Callout: The Access Review Analogy — Where It Holds and Where It Breaks

If you work in IDAM, you have a ready analogy for this two-discipline structure: periodic access certification reviews and real-time anomaly detection are complementary, not competing. You run access reviews on a schedule to certify that entitlements are still appropriate. You run continuous monitoring to catch anomalous behavior between reviews. Neither substitutes for the other. An access review won't catch a compromised credential being used at 2 AM. Continuous monitoring won't tell you that a user accumulated excessive entitlements gradually over eighteen months.

Offline evals and online observability map onto this structure cleanly. Evals are the scheduled audit. Observability is the continuous monitor. For an IDAM-fluent audience, the complementary posture is immediately intuitive.

The analogy has a limit, though. In access certification, the ground truth is relatively stable: does this person still need this role? The answer changes slowly, and a periodic review can reasonably approximate the current state. In AI evals, ground truth is contested and the system's behavior space is vast. A golden dataset is not a complete picture of what the system should do — it's a sample of representative cases. The gap between the sample and the full behavior space is where production incidents live. A buyer who thinks their eval suite is like an access review — a periodic check against a known-good state — will underestimate how quickly model behavior can drift between runs and how much of the failure space their dataset doesn't cover.

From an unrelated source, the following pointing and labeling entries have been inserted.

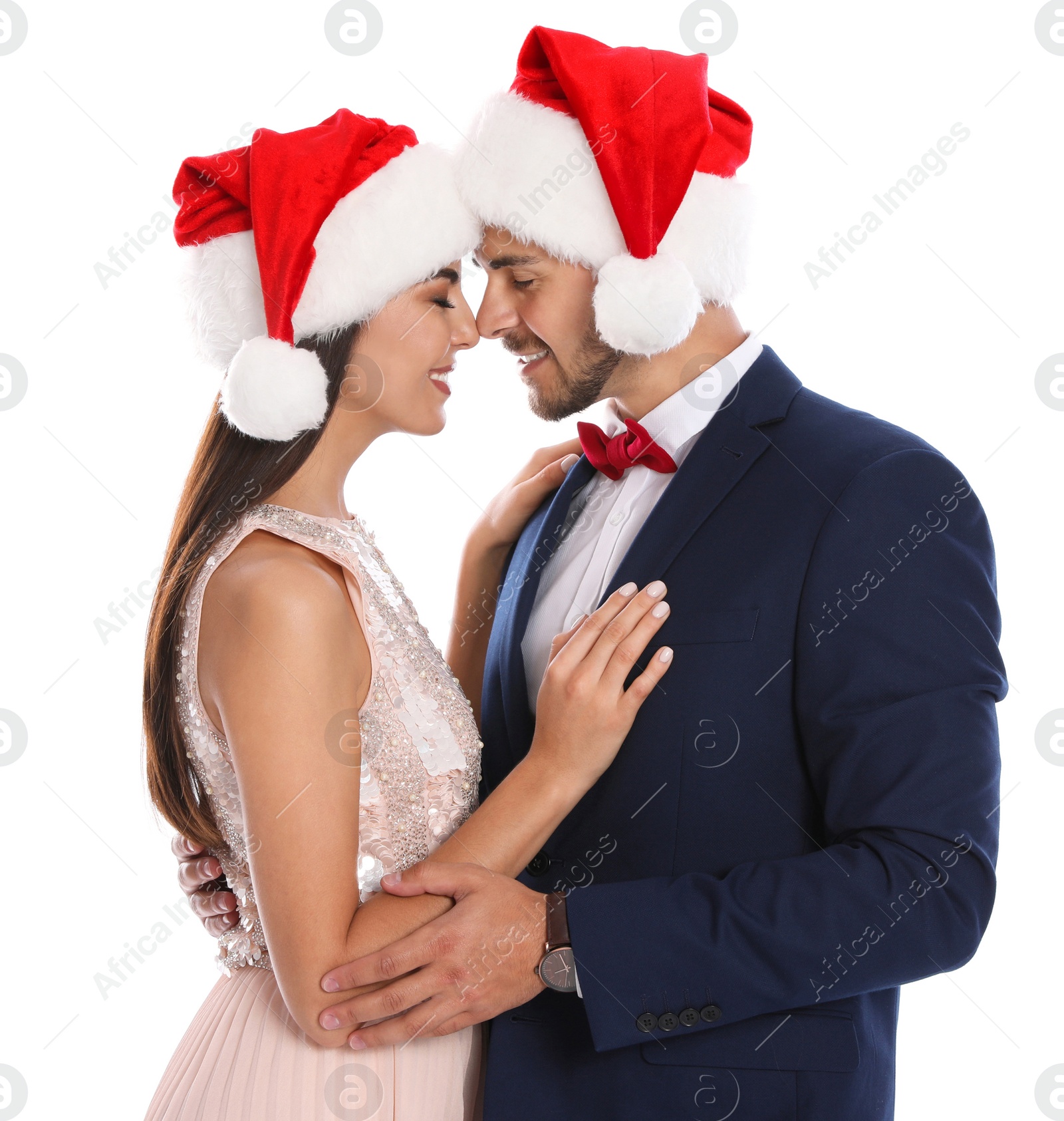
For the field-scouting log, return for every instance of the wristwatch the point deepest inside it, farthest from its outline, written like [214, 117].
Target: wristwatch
[557, 970]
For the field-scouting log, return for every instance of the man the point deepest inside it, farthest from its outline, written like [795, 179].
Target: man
[802, 818]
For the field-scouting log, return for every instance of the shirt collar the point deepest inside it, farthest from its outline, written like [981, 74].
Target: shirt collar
[678, 418]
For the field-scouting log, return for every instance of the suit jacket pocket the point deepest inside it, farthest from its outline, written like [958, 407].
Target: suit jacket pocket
[797, 1042]
[690, 628]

In practice, the access review framing gets the two-discipline structure across quickly. The place to extend it is the ground truth question. "In access reviews, you know what correct looks like. In AI evals, part of the work is defining and maintaining that definition as the system evolves." That's where the analogy earns its keep and where the real conversation starts.

Tooling references in this piece — LangSmith, Braintrust, Langfuse, Arize — are illustrative examples of the current landscape, not recommendations. The tooling layer in AI observability and evals is moving faster than any publication cycle. Treat vendor capabilities as a starting point for your own verification, not as a current-state assessment.